On remand from the court’s reversal of the trial court’s original child support order, the trial court exercised its discretion not to take additional evidence but erroneously made findings of fact as to the parties’ conduct on remand. We therefore reverse the new order and remand for the trial court to either take additional evidence for the remand period or limit its findings of fact solely to the existing record.
We reverse the trial court’s order establishing child support and remand for a new hearing based on father’s payments made prior to the hearing on remand.
The parties were unmarried parents of a minor child. Both were in medical school upon entry of a temporary child support orders; however, both parties’ incomes substantially increased after they completed their residencies. Mother filed a notice of hearing for permanent custody and child support. The trial court ordered plaintiff to pay prospective child support and child support arrears.
Father appealed and the court remanded, ruling that the trial court’s order expressly indicated that the trial court was operating under a misapprehension of the law. The court therefore did not address father’s arguments concerning the calculation of child support because the trial court’s analysis could change upon application of the legal standard for high-income cases. The court also left the decision to take additional evidence to the trial court’s discretion.
On remand, the trial court did not take any additional evidence. The trial court entered the present order, which mother now appeals. However, both parties note various errors in the trial court’s calculation of child support and father conceded that the order had to be remanded on some issues.
We hold that the trial court erred in making findings of fact concerning events occurring during remand without taking additional evidence to support those findings. We again leave the trial court discretion whether to take additional evidence but reaffirm that if the trial court takes no new evidence, any findings of fact must be based on the existing record. We cannot determine if the trial court’s current findings of fact are based on competent evidence because there is no evidence for the period on remand. We also note that the trial court may have erred in holding our prior reversal as tacitly approving father’s arguments against the factual findings of the original order, since our reversal was based solely on legal grounds.
We further note that, in a non-guidelines case such as this, the trial court must consider the needs of the child based on the child’s “accustomed standard of living” and must make findings of fact as to the child’s needs and the parties’ financial circumstances.

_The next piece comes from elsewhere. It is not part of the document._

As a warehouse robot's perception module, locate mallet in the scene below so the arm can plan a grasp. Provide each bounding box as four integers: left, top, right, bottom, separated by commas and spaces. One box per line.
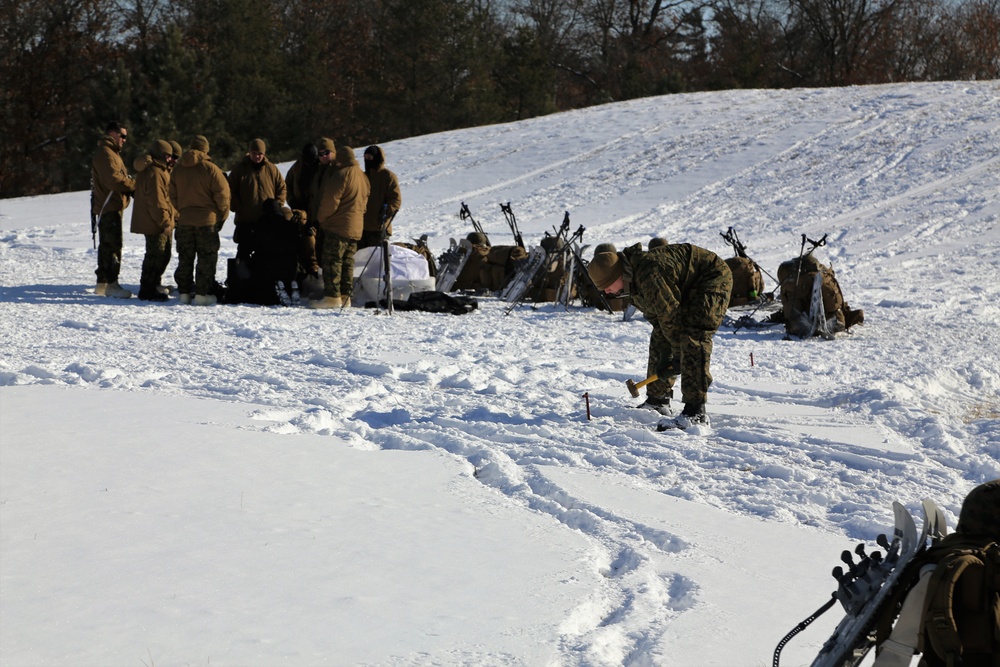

Finally, we concur with mother that the trial court made several mathematical errors in its order, including allocating all of mother’s vehicle costs and having mother bear full responsibility for travel expenses for visitation. We also direct the trial court to consider and make findings of father as to whether father failed to furnish support that was adequate under the circumstances at the time of the original temporary support order.
Reversed and remanded.
Crews v. Paysour (Lawyers Weekly No. 011-311-18, 18 pp.) (Stroud, J.) Appealed from Pitt County District Court (G. Galen Braddy, J.) Steve Mansbery for appellant; Jon B. Kurtz for appellee. N.C. Ct. App.